Directorate General Health Services Khyber Pakhtunkhwa


A number of health information systems (HIS) to capture data on communicable diseases under different public initiatives are operational in Khyber Pakhtunkhwa (KP). These systems, however, work in silos each focusing on the monitoring the activity or disease of its own interest. The province frequently faces emergency situations but it does not have system to provide regular, timely, and valid information on disease outbreaks and other health related disasters. The IDSRS is integrating existing HISs to establish one platform for timely and appropriately responding to the outbreaks of communicable diseases.

Consolidated guidelines have been developed for this purpose and health care professional/staff, and community groups are being trained to run the system effectively. The pilot is also helping the government in establishing first public health lab in any province to do testing for communicable diseases. As per its commitment to implementing international Health Regulations (IHR 2005), Pakistan has to establish an integrated disease surveillance and response system.


All public sector hospitals/health facilities service users are the direct beneficiaries of the pilot. Around 5% of the population (285,000) people living in target districts irrespective of ages and gender will directly benefit from the intervention. The pilot will also benefit a large number of health care professional/support staff indirectly. Specific information and disaggregated data on beneficiaries would become available once the pilot ends in July 2017. The project has been scaled up across the province.

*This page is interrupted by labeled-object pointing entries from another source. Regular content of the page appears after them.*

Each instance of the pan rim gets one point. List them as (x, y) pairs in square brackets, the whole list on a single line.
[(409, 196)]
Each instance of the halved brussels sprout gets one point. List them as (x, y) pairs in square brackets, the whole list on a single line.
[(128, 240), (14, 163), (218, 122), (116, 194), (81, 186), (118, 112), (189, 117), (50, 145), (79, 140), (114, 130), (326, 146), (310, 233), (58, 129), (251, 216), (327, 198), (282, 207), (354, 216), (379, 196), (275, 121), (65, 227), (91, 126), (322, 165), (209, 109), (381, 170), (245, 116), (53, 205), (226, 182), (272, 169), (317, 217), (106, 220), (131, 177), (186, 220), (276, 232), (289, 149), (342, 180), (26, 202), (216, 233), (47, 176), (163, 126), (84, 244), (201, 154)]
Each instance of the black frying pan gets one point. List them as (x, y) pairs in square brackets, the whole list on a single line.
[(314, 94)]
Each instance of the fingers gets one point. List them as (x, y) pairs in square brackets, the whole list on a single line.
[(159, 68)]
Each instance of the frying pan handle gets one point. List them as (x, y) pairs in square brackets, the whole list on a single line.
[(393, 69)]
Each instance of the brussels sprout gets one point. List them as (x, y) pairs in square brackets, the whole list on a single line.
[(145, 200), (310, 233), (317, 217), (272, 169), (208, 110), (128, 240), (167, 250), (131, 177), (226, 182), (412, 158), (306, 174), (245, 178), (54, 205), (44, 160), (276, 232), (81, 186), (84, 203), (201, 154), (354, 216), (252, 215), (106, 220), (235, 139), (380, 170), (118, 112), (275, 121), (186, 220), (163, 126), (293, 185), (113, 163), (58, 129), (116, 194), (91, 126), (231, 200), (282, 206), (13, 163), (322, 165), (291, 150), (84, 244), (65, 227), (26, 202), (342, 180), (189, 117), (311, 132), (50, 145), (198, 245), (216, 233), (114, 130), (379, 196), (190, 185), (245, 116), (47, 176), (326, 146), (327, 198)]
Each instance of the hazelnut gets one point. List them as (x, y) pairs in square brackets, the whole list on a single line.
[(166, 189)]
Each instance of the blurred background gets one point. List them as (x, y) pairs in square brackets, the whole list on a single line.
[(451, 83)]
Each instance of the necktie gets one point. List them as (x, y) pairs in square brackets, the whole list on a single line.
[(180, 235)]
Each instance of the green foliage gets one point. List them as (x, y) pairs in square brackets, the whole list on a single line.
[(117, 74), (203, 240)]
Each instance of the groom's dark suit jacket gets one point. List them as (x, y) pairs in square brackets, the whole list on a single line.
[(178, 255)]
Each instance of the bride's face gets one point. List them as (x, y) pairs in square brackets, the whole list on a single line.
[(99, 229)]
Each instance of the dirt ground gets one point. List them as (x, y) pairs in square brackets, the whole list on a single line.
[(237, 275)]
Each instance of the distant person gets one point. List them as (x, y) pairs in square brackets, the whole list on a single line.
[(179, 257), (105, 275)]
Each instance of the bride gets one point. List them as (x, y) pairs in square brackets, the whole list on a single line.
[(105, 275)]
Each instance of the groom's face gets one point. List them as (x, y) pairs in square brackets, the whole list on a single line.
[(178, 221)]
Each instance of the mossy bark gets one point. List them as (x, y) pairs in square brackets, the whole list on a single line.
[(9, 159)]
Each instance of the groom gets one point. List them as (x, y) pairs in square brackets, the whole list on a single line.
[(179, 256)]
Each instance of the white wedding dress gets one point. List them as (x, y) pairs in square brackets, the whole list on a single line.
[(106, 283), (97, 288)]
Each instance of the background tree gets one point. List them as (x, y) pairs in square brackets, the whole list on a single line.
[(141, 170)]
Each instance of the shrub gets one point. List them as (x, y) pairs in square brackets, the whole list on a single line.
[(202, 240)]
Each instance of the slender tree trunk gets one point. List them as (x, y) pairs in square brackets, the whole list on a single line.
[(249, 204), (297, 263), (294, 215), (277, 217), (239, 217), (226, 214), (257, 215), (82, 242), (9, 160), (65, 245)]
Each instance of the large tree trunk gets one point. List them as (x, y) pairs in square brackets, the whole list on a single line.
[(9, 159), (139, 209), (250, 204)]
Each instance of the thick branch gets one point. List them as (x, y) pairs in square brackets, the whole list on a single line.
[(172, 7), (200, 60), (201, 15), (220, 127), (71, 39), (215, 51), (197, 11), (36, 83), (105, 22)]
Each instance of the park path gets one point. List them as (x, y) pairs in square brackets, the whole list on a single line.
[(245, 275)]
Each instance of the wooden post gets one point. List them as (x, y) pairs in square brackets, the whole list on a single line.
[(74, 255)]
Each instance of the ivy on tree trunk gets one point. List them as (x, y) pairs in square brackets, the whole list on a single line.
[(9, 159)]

  • Eight health information systems operational in districts are getting integrated for the first time. A web based integrated system developed in the Health Department – including the web portal ( and e-surveillance application – for regularly monitoring and reporting upon 23 communicable diseases based on a comprehensive baseline survey.
  • Training material/operational guidelines were developed and 40 master trainers produced in phase-I. These master trainers trained another 702 district health staff in phase-II till the end of March 2017.
  • Under a Memorandum of Understanding (MoU) between Health Department, Khyber Medical University, and National Institute of Health (NIH), Islamabad of January 2017, the first Reference Lab for Public Health has been established in any province to conduct tests on samples and provide results online for early response.
  • Though the IDSRS is not fully operational, a total of 21 communicable disease outbreaks have been detected and responded since April 2016 through the arrangements made under the IDSRS project.

Adoption and Scale-up:

Average cost of implementing the model in one district is estimated at 45 million per year. At this rate, it will cost approximately PKR 1.25 billion to adopt this model across the province. This needs to be done preferably in three phases to ensure that the new practices are properly embedded in health care apparatus. The cost for each phase of implementation is estimated at PKR 405 million. The IDSRS system will benefit everyone in the province by early detection of alerts and prompt action to prevent any communicable disease from spreading. The project has been scaled up for the entire province.